Feb. 28 (Thursday) Mario Negrello (Cornell University)
Attractor Landscapes and Active Tracking
Abstract:
Neurodynamics:
We study the behavior generated by recurrent neural networks in artificial agents, from the dynamical systems perspective. Following philosophy remounting as far back as Democritus (and also cyberneticists as Ashby and Von Foerster, existentialists and phenomenologists such as Heidegger and Merleau-Ponty), that points to the unescapable fact that organisms’ neural systems are extended in the world. Taken together, our methodology and philosophy lead us to build robotic models of cognitive systems, in which recurrent neural networks couple robots and world. Such coupling is expressed in alterations of the network structures for control, structures that are evolved with evolutionary algorithms, in virtual worlds, and eventually implemented on real robots. The crucial facet of the work is to understand how the neural networks generate behavior, from the dynamical stand point. The formal tools of neurodynamics make it possible to understand the dynamical underpinnings of behavior, and to proffer causal explanations of behavior as a physical phenomenon.

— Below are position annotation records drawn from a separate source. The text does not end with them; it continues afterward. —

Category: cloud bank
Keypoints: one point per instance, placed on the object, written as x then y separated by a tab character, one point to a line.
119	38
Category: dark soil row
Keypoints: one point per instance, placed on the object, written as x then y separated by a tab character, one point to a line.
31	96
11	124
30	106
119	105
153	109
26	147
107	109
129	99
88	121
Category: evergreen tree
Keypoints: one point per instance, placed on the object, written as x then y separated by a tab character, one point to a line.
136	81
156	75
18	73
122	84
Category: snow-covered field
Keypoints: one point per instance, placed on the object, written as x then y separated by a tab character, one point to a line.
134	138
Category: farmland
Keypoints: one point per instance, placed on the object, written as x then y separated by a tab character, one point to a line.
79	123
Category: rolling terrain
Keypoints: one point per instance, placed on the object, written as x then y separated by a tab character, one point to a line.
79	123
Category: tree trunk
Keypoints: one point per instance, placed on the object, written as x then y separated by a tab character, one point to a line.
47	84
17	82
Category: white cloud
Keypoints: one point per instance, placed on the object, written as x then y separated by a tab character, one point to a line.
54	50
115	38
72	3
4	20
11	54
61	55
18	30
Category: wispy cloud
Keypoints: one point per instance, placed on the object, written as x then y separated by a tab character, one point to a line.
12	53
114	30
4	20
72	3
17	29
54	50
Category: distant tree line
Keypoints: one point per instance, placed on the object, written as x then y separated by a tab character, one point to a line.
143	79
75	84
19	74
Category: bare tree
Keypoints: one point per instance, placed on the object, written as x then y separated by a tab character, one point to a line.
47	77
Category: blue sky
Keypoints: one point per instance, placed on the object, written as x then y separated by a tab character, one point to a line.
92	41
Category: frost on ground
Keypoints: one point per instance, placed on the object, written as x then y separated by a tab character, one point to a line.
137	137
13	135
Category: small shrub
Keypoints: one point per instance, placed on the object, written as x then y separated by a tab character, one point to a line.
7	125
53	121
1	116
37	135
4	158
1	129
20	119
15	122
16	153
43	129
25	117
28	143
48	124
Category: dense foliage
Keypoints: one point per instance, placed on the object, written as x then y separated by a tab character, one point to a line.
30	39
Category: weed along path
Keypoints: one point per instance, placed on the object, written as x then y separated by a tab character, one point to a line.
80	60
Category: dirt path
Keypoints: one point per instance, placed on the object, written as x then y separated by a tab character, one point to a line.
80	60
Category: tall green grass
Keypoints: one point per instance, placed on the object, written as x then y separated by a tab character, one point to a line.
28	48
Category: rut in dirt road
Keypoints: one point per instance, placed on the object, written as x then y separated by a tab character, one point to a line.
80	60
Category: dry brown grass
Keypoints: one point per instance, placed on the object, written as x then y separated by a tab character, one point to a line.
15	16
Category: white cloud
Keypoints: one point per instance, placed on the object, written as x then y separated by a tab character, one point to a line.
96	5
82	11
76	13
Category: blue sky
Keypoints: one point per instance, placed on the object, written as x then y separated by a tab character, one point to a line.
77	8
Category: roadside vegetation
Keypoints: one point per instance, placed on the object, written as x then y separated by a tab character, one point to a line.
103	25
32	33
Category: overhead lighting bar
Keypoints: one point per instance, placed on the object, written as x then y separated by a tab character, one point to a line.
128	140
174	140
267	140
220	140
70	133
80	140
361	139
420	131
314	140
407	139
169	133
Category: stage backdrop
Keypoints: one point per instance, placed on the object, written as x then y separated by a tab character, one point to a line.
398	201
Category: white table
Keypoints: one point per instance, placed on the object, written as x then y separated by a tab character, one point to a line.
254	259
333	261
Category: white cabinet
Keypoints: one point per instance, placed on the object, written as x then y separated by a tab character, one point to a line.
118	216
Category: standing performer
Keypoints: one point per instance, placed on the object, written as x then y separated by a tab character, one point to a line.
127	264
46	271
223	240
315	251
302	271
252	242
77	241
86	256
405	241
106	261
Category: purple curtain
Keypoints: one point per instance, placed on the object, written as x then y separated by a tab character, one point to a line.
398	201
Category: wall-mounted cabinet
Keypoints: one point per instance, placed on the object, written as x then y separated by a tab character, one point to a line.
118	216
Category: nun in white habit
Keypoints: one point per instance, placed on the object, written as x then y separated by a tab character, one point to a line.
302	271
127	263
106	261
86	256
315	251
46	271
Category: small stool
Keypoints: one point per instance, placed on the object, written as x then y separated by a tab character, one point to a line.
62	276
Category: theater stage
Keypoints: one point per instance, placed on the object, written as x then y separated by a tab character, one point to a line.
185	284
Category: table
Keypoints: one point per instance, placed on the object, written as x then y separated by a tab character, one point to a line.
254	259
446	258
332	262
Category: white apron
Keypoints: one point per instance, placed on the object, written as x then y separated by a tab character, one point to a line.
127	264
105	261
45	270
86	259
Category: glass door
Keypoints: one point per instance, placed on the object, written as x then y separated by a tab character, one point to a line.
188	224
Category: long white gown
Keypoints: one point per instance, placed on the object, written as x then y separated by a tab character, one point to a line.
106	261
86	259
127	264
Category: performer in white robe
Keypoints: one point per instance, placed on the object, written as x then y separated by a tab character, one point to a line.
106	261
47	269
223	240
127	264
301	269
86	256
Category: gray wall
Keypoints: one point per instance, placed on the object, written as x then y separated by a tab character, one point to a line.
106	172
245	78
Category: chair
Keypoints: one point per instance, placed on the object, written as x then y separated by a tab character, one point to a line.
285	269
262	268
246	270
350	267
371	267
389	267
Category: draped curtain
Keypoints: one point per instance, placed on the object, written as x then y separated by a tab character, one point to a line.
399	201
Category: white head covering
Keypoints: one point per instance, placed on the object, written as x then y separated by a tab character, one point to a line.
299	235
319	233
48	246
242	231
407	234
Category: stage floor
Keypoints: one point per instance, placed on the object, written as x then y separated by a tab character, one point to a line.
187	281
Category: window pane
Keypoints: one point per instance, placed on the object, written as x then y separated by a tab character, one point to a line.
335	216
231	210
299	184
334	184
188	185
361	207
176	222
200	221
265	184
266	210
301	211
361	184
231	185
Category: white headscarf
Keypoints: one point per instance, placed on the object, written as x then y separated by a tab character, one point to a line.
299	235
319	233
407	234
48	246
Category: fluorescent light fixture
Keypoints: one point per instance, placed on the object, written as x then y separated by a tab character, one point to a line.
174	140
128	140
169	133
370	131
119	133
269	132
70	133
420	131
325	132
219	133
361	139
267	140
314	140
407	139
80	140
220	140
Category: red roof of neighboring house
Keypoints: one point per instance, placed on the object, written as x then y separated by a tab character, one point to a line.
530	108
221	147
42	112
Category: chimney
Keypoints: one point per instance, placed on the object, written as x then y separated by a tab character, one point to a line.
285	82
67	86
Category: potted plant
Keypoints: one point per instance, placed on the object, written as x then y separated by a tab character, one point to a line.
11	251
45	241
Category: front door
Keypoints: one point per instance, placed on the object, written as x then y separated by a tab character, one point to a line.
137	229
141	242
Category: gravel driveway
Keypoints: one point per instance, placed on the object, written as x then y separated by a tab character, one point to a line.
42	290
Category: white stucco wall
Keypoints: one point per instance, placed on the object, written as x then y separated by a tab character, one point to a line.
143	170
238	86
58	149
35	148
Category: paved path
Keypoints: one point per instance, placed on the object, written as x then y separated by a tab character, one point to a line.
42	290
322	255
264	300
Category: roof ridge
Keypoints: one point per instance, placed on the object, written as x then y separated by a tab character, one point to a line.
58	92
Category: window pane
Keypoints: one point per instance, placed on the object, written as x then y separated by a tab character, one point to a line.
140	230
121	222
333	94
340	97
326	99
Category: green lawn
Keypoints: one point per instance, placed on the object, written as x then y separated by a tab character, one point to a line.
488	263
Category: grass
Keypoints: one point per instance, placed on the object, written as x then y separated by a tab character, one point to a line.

Attractor Landscapes as Behavior Invariants:
More specifically, we note that between networks and function there is a many to one mapping. In other words, for one selected function there may be many equivalent networks to execute it. Is there then something that does not vary among different networks that execute similar function? Our answer is given in our language of neurodynamics. We start by observing that a recurrent neural network parametrized by the input, is in fact a collection of dynamical systems. Moreover, associated with one set of parameters, there exists a single dynamical system. Each of these dynamical systems possesses an attractor structure of varying complexity, where one may find different kinds of attractors, including fixed points, periodic attractors, as well as quasi-periodic and chaotic attractors. The attractor structure is determined by the basins of attraction and the potentially coexisting attractors of one network, which are determined by the network’s structure.
The capacity for behavior of an embodied neural network is then given by the set of attractors accessible through parametrizations, and realizable through motor efferences. Furthermore, the capacity for behavior is constrained by the possible parametrizations to the network; that being the set of possible input stimuli. The possible input stimuli are a function of the structural coupling, resulting from the problem of physical nature; meaning, how is the world regimented in terms of physical laws, and how is the agent built, in terms of its morphology, sensors and actuators. The invariant we find in control, or the capacity for behavior of the network we call the attractor landscape, which can be thought of as the behavioral invariant of the neural network. I will show a couple of examples of different evolved agents, with different networks, and point to what is invariant in their set of attractors, with respect to executed function.